Right now I have a 28mm f1.8 and a 70-200mm f4 IS with me. Two lenses, enough flexibility for anything.

A setup I love is having nothing but a 28mm or nothing but a 50mm. One perspective only. Very liberating.

If I really need a lot of variance, I'll get my 16-35mm, 50mm and 70-200mm. The only thing still missing at that point would be a macro lens.

I never carry all my four lenses. Its simply too redundant. At some point in the future (probably soon) I plan to get a second body (probably a Nikon D750) and then I'll save a lot of lens changes as well.

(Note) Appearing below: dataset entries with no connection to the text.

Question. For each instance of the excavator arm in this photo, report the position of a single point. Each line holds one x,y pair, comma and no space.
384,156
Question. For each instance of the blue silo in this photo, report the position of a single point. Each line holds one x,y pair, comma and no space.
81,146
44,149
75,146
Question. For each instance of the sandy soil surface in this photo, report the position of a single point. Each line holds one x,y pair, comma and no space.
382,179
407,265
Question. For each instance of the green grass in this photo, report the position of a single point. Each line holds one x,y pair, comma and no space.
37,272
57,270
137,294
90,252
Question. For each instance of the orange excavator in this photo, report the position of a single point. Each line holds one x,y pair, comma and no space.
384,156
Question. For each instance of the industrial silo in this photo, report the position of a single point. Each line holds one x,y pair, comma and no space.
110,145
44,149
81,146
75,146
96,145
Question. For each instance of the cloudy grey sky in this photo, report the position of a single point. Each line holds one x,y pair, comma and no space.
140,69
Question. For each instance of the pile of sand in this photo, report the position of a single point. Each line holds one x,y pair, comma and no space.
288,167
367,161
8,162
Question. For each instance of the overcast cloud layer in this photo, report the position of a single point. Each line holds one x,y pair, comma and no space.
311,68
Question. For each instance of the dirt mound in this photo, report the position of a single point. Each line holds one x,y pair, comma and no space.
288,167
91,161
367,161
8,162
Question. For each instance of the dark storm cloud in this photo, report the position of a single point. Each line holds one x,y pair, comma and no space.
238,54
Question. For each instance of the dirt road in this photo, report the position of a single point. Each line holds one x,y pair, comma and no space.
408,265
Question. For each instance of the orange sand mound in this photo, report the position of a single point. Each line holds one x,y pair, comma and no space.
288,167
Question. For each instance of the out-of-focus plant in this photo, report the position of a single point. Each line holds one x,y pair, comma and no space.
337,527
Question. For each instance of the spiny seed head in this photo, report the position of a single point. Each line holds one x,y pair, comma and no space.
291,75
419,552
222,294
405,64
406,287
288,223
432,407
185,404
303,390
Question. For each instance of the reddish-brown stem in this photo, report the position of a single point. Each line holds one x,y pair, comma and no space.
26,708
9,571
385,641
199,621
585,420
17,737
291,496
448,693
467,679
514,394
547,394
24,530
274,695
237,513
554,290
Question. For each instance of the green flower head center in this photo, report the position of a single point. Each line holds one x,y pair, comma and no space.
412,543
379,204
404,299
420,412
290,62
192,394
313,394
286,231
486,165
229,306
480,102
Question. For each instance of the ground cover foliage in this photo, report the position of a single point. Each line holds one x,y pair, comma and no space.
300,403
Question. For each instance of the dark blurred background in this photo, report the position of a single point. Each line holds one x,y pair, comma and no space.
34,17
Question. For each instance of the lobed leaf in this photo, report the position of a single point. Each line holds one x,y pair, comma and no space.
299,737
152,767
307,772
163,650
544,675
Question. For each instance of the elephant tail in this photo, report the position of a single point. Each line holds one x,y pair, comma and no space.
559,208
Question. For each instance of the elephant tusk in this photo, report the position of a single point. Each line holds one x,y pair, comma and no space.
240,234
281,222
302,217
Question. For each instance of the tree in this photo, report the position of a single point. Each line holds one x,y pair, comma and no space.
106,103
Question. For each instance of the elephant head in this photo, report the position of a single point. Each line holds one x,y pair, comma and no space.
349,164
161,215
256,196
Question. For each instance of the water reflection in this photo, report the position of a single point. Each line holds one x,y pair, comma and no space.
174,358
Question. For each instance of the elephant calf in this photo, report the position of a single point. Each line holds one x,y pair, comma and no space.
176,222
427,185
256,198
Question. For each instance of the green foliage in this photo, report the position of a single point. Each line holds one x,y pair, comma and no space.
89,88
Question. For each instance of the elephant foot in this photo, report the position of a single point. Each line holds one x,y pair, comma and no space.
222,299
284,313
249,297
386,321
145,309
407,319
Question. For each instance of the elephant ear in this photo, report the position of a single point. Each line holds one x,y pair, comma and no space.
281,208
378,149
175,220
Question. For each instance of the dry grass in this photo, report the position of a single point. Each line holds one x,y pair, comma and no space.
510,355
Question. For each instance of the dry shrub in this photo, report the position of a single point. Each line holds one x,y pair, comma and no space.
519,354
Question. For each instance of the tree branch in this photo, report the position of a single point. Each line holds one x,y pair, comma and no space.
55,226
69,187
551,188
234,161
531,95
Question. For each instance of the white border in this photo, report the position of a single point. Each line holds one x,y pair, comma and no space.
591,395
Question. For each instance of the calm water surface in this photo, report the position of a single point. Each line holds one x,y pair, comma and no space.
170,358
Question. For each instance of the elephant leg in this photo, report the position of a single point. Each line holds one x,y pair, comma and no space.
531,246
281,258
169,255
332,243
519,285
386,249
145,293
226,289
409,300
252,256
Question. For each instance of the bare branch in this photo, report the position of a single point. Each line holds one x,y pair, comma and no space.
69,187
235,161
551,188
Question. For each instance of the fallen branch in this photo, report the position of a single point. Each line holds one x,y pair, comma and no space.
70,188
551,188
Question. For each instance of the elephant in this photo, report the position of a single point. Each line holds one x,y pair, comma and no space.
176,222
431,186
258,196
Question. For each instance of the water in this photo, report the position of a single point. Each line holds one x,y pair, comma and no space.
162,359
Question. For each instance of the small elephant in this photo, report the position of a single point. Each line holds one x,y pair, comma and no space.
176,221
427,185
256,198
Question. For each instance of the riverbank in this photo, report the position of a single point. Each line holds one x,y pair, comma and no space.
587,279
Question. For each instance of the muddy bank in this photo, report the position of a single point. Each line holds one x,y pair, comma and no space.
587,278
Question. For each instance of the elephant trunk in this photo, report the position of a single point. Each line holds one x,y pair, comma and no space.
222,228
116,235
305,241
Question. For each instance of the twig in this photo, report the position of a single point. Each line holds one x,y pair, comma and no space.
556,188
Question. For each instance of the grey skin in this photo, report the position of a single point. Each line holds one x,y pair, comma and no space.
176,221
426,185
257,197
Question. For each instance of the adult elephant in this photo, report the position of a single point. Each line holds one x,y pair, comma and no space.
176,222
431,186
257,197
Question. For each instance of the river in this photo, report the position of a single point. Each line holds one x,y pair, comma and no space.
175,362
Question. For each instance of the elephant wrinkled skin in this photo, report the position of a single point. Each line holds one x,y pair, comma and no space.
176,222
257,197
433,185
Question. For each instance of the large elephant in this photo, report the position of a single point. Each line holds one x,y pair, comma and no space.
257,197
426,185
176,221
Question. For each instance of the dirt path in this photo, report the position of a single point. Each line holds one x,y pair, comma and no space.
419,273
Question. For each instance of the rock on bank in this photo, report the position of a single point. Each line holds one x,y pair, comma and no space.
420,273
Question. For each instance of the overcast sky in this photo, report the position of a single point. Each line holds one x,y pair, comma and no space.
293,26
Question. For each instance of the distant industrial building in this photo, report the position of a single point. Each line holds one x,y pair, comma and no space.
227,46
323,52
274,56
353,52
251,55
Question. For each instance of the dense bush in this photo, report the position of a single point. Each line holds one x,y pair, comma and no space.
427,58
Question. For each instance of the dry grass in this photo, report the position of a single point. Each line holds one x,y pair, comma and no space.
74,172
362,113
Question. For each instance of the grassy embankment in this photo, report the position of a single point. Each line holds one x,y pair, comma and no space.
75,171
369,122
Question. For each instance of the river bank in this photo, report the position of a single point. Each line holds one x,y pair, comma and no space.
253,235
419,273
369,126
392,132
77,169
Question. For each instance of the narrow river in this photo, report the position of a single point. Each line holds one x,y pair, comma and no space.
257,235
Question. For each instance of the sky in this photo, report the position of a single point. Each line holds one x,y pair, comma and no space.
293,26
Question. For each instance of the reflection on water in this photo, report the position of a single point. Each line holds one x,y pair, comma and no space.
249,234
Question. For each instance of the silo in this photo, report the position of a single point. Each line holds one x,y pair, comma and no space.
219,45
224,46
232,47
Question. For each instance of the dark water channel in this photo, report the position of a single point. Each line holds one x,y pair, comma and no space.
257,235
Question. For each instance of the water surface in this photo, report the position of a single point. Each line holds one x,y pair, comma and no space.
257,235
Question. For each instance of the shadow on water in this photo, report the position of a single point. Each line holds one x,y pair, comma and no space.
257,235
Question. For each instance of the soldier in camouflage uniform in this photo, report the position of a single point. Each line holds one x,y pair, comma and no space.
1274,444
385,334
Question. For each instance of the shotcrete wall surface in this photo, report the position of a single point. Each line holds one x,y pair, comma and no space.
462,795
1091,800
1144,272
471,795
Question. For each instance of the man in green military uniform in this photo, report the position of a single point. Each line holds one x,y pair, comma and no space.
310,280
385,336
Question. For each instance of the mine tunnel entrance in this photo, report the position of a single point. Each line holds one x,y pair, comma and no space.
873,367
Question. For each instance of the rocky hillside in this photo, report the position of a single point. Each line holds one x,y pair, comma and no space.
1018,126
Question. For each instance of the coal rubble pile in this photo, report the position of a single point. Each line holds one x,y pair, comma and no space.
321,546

If I would ever switch to Sony FE (I dont think it will happen, but in case it does), I would get the 35mm f1.4 (at least if Steve Huff is right and this reaches or even beats even the famous Leica Summilux 35mm f1.4 FLE), the 90mm macro (at least if its also good) and hopefully a 21mm thats at least as good as the famous Fuji 14mm (which is a 21mm equivalent because Fuji X cameras use APS-C).


----------



## potownrob

I'd imagine the OP has either found a lens or given up on the A7 by now (let's hope not!!) but, in case he's still looking, for his needs, the A mount 24-70/2.8 with an adaptor might be his dream lens.  It's a Zeiss lens that gets mostly very good reviews:
Amazon.com Sony 24 -70mm f 2.8 Carl Zeiss Vario Sonnar T Zoom Lens for Sony Alpha Digital SLR Cameras Camera Lenses Camera Photo
Might want to upgrade the lens mount for this monster lens though... I know a quicker zoom would be big, but it's still too bad the only FE standard zooms out are f/4


----------



## mattpayne11

Solarflare said:


> If I really need a lot of variance, I'll get my 16-35mm, 50mm and 70-200mm. The only thing still missing at that point would be a macro lens.



This is my exact plan as well. I picked up the A7 II and the 16-35 already. I don't see myself needing much more than the 55 and the 70-200, but we'll see.


----------